As expected, due to the similarities in LWR across treatments, patterns for \(K_f\) and \(K_a\) were similar across treatments when comparing fish of the same length (Fig. 3b, d). When comparing by ATU, the pattern was delayed in cold-reared fish, showing a lag in development associated with rearing at 11 °C (Fig. 3a, c). Kappenman et al. (2009) measured \(K_f\) values of ~ 0.28 to 0.33 in juvenile shovelnose sturgeon (Scaphirhynchus platorynchus) reared to 87 dph at temperatures from 8 to 30 °C, with optimal \(K_f\) values between 16 and 20 °C. Ultimately, standalone condition factor metrics from wild green sturgeon of these life stages are not likely to be informative due to the size-at-age differences and lack of thermal history information.
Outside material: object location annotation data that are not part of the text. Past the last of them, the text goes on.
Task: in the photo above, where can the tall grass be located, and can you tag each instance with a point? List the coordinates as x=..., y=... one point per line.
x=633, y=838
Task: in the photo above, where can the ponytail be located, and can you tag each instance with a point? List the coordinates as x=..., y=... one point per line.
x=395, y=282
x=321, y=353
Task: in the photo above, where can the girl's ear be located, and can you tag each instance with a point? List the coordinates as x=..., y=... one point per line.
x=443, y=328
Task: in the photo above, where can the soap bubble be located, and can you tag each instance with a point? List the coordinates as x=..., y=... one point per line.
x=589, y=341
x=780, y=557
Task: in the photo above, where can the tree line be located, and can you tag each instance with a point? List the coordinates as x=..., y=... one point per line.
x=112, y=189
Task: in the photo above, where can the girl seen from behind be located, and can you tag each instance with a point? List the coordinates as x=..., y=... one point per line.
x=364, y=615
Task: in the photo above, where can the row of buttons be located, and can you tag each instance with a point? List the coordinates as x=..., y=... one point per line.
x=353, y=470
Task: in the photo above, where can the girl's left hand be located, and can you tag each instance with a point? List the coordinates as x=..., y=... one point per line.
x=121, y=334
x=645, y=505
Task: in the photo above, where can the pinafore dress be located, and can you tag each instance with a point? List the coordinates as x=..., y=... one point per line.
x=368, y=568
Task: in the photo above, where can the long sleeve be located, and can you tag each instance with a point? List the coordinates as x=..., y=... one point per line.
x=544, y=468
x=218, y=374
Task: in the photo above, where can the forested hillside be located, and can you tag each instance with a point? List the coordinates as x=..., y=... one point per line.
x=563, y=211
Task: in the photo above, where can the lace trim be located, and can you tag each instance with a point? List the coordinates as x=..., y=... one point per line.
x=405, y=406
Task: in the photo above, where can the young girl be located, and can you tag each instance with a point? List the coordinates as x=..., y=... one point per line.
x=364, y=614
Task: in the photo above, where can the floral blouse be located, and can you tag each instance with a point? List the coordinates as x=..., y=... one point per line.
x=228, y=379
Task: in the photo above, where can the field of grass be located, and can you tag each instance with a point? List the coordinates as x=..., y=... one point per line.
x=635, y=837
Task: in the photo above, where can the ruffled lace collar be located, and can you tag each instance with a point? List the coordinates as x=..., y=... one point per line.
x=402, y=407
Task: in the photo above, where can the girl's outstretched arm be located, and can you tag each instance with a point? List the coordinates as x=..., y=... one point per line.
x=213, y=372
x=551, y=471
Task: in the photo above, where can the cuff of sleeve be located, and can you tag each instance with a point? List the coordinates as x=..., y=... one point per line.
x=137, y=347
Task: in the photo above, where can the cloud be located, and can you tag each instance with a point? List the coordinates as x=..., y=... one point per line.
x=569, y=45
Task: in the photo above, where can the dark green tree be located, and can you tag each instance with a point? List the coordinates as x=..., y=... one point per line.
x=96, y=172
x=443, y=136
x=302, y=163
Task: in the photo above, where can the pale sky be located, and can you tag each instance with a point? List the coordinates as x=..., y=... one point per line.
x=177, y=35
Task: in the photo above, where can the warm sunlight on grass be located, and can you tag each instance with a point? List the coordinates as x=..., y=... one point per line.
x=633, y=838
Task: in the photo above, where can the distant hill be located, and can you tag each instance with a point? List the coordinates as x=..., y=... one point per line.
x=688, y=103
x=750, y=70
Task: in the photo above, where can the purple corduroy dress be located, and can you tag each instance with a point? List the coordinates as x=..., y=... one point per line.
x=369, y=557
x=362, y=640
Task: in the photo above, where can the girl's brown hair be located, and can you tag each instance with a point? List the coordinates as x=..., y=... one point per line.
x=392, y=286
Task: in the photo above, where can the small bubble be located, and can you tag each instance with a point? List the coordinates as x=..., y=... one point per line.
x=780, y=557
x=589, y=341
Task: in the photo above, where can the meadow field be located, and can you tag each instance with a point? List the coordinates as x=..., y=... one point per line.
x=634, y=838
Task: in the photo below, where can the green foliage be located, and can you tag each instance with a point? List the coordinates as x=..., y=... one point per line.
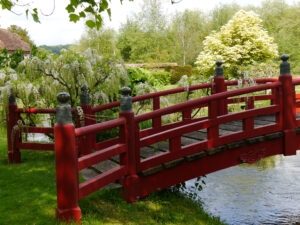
x=55, y=48
x=102, y=41
x=23, y=33
x=187, y=30
x=32, y=185
x=242, y=41
x=144, y=37
x=178, y=71
x=10, y=60
x=154, y=78
x=77, y=10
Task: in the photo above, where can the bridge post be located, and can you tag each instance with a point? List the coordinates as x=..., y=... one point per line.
x=220, y=87
x=86, y=142
x=288, y=106
x=14, y=155
x=131, y=182
x=67, y=183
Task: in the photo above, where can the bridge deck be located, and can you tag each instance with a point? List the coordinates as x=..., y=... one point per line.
x=186, y=139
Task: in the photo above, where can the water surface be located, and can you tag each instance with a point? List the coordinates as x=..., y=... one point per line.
x=264, y=193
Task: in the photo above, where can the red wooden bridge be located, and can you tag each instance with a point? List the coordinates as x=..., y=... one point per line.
x=165, y=154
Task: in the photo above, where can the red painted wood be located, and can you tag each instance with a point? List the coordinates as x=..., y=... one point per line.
x=213, y=130
x=248, y=123
x=256, y=98
x=100, y=156
x=66, y=173
x=13, y=153
x=101, y=180
x=150, y=131
x=170, y=156
x=152, y=95
x=36, y=146
x=130, y=181
x=184, y=129
x=203, y=166
x=156, y=122
x=37, y=110
x=41, y=130
x=220, y=87
x=175, y=144
x=107, y=143
x=90, y=139
x=97, y=128
x=289, y=113
x=195, y=102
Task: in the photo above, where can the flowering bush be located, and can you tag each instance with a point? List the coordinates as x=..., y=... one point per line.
x=38, y=79
x=241, y=42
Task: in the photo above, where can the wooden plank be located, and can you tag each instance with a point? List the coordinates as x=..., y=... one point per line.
x=88, y=173
x=147, y=152
x=96, y=157
x=105, y=166
x=101, y=180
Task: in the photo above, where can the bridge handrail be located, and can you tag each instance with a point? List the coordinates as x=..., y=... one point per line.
x=258, y=80
x=96, y=128
x=174, y=91
x=179, y=107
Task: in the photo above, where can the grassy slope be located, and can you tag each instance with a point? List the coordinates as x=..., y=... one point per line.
x=28, y=196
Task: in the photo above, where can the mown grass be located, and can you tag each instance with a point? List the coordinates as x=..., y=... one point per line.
x=28, y=196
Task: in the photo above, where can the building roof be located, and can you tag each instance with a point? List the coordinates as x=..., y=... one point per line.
x=12, y=41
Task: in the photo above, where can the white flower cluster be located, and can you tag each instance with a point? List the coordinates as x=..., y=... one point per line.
x=242, y=41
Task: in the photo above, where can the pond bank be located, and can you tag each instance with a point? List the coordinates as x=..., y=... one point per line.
x=28, y=196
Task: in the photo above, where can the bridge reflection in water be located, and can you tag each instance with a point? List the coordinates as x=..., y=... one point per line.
x=264, y=193
x=148, y=160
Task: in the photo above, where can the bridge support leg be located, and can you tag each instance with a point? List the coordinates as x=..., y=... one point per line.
x=131, y=182
x=288, y=107
x=13, y=154
x=220, y=87
x=66, y=163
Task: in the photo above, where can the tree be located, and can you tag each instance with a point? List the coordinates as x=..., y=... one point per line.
x=23, y=33
x=144, y=37
x=77, y=10
x=102, y=41
x=188, y=30
x=241, y=42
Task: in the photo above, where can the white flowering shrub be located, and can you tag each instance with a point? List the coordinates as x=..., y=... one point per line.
x=241, y=42
x=38, y=79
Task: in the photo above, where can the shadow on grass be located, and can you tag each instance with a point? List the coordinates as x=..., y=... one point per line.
x=28, y=196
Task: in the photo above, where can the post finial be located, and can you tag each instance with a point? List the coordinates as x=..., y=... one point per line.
x=63, y=110
x=12, y=97
x=126, y=100
x=219, y=69
x=84, y=95
x=285, y=65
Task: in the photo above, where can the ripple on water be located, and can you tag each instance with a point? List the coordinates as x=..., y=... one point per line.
x=266, y=193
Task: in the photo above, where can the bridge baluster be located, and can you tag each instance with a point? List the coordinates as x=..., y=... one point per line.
x=13, y=153
x=156, y=122
x=213, y=131
x=131, y=182
x=248, y=123
x=220, y=87
x=87, y=142
x=288, y=107
x=66, y=162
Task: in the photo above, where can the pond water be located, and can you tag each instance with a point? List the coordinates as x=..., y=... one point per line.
x=267, y=192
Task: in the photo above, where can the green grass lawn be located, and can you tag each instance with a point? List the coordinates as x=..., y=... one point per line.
x=28, y=196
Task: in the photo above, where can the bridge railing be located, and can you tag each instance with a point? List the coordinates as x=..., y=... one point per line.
x=211, y=123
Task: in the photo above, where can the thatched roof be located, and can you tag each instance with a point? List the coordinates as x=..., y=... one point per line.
x=12, y=41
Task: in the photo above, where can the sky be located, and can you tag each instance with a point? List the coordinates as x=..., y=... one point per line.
x=56, y=28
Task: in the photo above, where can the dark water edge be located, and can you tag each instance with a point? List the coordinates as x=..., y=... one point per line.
x=267, y=192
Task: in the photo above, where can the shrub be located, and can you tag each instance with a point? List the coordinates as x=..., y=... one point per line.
x=178, y=71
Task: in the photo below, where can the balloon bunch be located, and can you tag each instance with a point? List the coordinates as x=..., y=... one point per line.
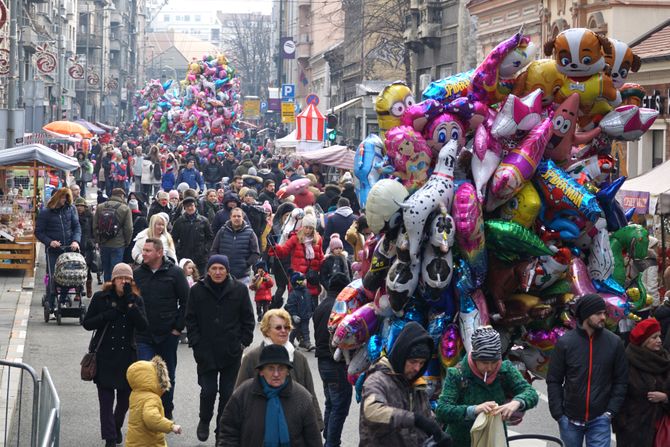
x=491, y=203
x=204, y=106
Overall, reduced size-at-age observed in cold-reared fish and similar LWR and condition factors suggest that length measurements—a widely-measured, non-lethal metric of field-based sDPS green sturgeon growth—cannot be correlated accurately to age without prior knowledge of a fish’s temperature history. Importantly, length measurements are the only individual-based data collected for sDPS green sturgeon in the Sacramento river, because they are captured incidentally by rotary screw traps optimized for and targeting outmigrating salmonid smolts. Length measurements are then compared to optimal growth charts to back calculate age and estimated spawning dates. Furthermore, these incidental captures are the primary source of information on wild larval sDPS green sturgeon habitat utilization, habitat type, and timing of downstream migration. For instance, summaries of sDPS green sturgeon incidental captures used to assess relative abundance and species trends exhibited median lengths of 29 mm (between 1994 and 2000) and 27.3 mm (between 2002 and 2012) (Gaines and Martin 2001; Poytress et al. 2015). Both sizes fall within the second stanza of larval sturgeon growth (Fig. 4), which was the most variable across treatments, and would lead to age estimates of 23 to 56 dph in our treatments, highlighting the inherent uncertainty of length-to-age predictions. We suggest measuring weight along with length for all incidental captures of green sturgeon juveniles in the Sacramento river to better understand how fish are developing in this watershed, and to build a dataset of LWRs across years and environmental conditions for comparison.
Metabolic rates
To our knowledge, this study is the first to report metabolic rates for green sturgeon embryos. Given the influence of temperature on ectotherms, embryos followed expected trends with lower metabolic rates at 11 °C compared to 15 °C, though they were not significantly different (Fig. 5; Hochachka & Somero 2002; Fry 1971). ṀO2 values reported from the log–log relationship between larvae and wet mass are assumed to represent routine metabolic rate rather than standard metabolic rate, and are presented as whole-individual (Fig. 6a) and mass-specific values (Fig. 6b) (Chabot et al. 2016; Peck and Moyano 2016). Although larvae were separated from food prior to experiments, confined within the respirometry chambers, and measured during low activity daylight hours, our measurements inevitably included some metabolic costs of growth and activity, as larvae were never completely quiescent regardless of acclimation duration during preliminary trials (Kynard et al. 2005; Svendsen et al. 2014).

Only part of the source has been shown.